Thursday, March 26, 2009

One side to every story

AIR NZ SCRAMBLING TO AVOID STRIKE CHAOS read the
headline over the front-page lead story in yesterday’s
New Zealand Herald
. ATTENDANTS’ WALKOUT
THREATENS EASTER TRAVEL FOR THOUSANDS
read the
subhead. The first half of the story itself was entirely
about the trouble the strike would cause the airline, how
staff would have to be redeployed, how it would disrupt
bookings already made, and what a bad time it was for
this to happen. In short, the story, by aviation reporter
Grant Bradley, was told very much from the point of
view of Air New Zealand management, and the strike
was consistently depicted as problematic and
disruptive. We were then told briefly what those
identified in the first paragraph as ‘some international
cabin crew’ were planning to strike about. In the
second half of the story, nearly twice as much space
was given to the airline’s version of this ‘sharp
breakdown in staff relations’ than was given to the
views of the union (the EPMU) and one crew member,
who had a whole three lines to herself at the very end
of the story saying she and her colleagues were sick of
being ‘treated as second-class citizens.’

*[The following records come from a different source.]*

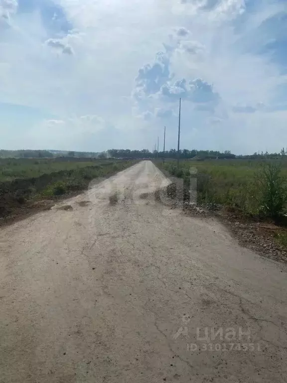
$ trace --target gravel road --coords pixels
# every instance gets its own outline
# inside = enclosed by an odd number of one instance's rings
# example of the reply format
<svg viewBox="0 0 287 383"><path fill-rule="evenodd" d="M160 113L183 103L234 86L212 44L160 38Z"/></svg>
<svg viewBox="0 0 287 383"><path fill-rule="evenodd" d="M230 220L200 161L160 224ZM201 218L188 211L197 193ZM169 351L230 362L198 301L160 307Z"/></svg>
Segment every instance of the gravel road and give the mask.
<svg viewBox="0 0 287 383"><path fill-rule="evenodd" d="M143 161L1 229L0 383L287 382L286 269L168 182Z"/></svg>

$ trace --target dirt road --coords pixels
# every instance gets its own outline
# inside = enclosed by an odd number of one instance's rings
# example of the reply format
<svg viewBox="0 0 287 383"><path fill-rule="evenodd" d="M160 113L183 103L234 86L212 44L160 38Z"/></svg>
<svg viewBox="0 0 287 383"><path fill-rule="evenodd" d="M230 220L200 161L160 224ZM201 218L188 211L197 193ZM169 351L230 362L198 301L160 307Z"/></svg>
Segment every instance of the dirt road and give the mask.
<svg viewBox="0 0 287 383"><path fill-rule="evenodd" d="M143 162L1 229L1 383L287 382L286 269L168 182Z"/></svg>

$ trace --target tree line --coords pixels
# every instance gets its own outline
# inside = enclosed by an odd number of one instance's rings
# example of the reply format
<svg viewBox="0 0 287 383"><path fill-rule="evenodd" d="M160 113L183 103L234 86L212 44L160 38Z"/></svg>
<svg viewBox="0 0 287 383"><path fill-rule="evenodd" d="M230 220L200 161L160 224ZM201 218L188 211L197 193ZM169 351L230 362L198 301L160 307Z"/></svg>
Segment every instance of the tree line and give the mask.
<svg viewBox="0 0 287 383"><path fill-rule="evenodd" d="M177 151L175 149L170 149L164 152L154 151L150 152L148 149L142 150L131 150L130 149L110 149L108 151L108 155L113 158L177 158ZM219 151L213 150L188 150L182 149L179 151L180 159L190 159L194 157L199 158L235 158L235 155L232 154L230 151L226 150L221 152Z"/></svg>

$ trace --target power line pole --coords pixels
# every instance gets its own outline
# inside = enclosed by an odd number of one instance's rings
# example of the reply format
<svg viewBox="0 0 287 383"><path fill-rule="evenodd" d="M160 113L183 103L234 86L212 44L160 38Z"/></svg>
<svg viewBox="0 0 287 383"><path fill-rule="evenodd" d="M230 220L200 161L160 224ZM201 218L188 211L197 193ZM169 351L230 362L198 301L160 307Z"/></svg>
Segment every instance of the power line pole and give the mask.
<svg viewBox="0 0 287 383"><path fill-rule="evenodd" d="M163 134L163 158L162 161L164 162L164 156L165 155L165 127L164 127L164 134Z"/></svg>
<svg viewBox="0 0 287 383"><path fill-rule="evenodd" d="M181 99L179 99L179 116L178 117L178 139L177 140L177 168L179 166L179 141L180 140L180 112L181 109Z"/></svg>

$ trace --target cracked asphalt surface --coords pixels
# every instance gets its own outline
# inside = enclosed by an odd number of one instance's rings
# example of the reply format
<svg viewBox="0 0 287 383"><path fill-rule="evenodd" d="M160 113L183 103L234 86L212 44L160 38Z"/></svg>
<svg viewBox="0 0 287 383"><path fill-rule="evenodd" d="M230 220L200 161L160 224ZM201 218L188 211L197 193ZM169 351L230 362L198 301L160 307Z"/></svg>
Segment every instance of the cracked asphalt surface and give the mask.
<svg viewBox="0 0 287 383"><path fill-rule="evenodd" d="M168 183L144 161L1 229L1 383L287 382L286 268Z"/></svg>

This is such a tired old approach to news stories about
industrial relations. Time and again the emphasis is on
the problems for management and the negative
consequences for the public. They are factors, of course,
but why does the coverage invariably give them priority?
Would the Herald ever have the imagination to lead the
paper with a headline like WORKERS ‘SICK OF BEING
SECOND-CLASS CITIZENS’
and then tell us what the flight
attendants’ grievance was and why they felt they had to
take such drastic action—before putting the management
side? The inexorable tendency of this kind of coverage
over time is anti-worker and pro-boss.

I admire tremendously much of what the Herald does—
it's easily the country’s best newspaper, in my view—but
in this respect it has not bothered to think clearly and
independently; the result is a story that is unbalanced and
unfair. Since then, in fact, nothing has improved: the two
latest stories about the issue on the Herald website are
headed AIR NZ CUSTOMERS CONCERNED ABOUT EASTER
STRIKE THREAT
and AIR NZ STANDS FIRM ON STRIKE
THREAT
. Get the picture?

4 comments:

Giovanni said...

I admire tremendously much of what the Herald does—it’s easily the country’s best newspaper, in my view

"Easily" in more ways than one, really.

Mary McCallum said...

Yep, Denis. You are absolutely right. When I was in Ottawa recently there was a bus strike. People were having to walk for hours in the deep snow to work and were justifiably upset - the media was full of photos of and quotes by these angry people. It was clear they all (reporters and citizens included)blamed the bus drivers for this state of affairs not the bus company who for week after week refused to consider giving the drivers a pay rise.

Truth Seeker said...

I agree. The story is very much in the mold of struggling management, bad unions, and public inconvenience.

That the $25,600-ish base rate is below the $26,000 minimum wage ($12.50 x 40 hours / week) as of April 1st isn't mentioned.

That's US$14,606 / annum. Given ost of our own produce and goods are priced locally in prices converted from US$s, this comparison is apt....and demonstrates how very poorly these people are paid. They would do just as well in a cafe in Birkenhead - maybe better.

Sanctuary said...

When the Berlin wall came down, only on side stopped fighting the class war - and it wasn't the bosses.